Two weeks after the initial visit, the mass showed further protrusion ( Fig. 1 B) in the absence of any episodes of fever or chills. On magnetic resonance imaging (MRI), T2-weighted images revealed a well-circumscribed cystic lesion surrounded by halos of signal hyperintensity ( Fig. 1 C). Contrast intensification around three cystic lesions (diameters of 6 mm, 6 mm, and 11 mm) on T1-weighted images reflected the thick capsule ( Fig. 1 D), and high signal intensity on diffusion-weighted images suggested an abscess derived from the mucous cyst in the upper lip. No findings suggestive of abscess in the cervical lymph nodes were seen.

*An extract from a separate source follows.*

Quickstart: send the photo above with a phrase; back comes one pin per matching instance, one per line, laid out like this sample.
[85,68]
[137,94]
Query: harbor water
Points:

It was suspected that a bacterial infection might have caused both the periodontitis and the formation of the mass. Laboratory analyses were undertaken to evaluate the degree of inflammation and systemic conditions. Although no elevations in inflammation indices were evident, neutrophils were significantly lower than the normal level (white blood cell count 7 × 10 3 /μl, platelet count 17.9 × 10 4 /μl, C-reactive protein 0.1 mg/dl, neutrophils 11.6%, lymphocytes 81.1%, monocytes 6%, eosinophils 0.7%, basophils 0.6%). Blood smears exhibited giant cytoplasmic granules in eosinophils ( Fig. 2 B), neutrophils ( Fig. 2 C), and lymphocytes, which are features pathognomonic of CHS .
It was hypothesized that the patient might be under a state of immune compromise due to a condition such as CHS, and that an opportunistic infection might have accelerated the formation of the abscess in the lip. Inflammatory markers might thus have failed to increase despite the existence of the obvious inflammation on clinical examination. Systemic antibiotics were therefore administered (amoxicillin 750 mg/day for 7 days). The size of the mass, which correlated with the degree of spontaneous pain and redness, decreased dramatically following the initiation of antibiotics (day 21, 8 × 8 mm, amoxicillin 750 mg/day for 7 days; day 35, 8 × 5 mm, no pain or redness, no antibiotics; day 56, 2 × 2 mm; day 69, no mass).
A full physical examination was performed to identify any background congenital disorder. The patient displayed brownish-red hair with some grey hair, and partial oculocutaneous albinism ( Fig. 2 D). Hepatosplenomegaly was evident on US. Additional investigations showed low levels of natural killer (NK) cell activity (E/T (effector/target) ratio 10:1, 0.9 (normal range: 8.9–29.5); ratio 20:1, 1.5 (normal range: 17.1–48.7)), and a site mutation in the LYST gene ( CHS1/LYST at 1q42.1-2). The final diagnosis was of an oral infection facilitated by the adolescent form of CHS.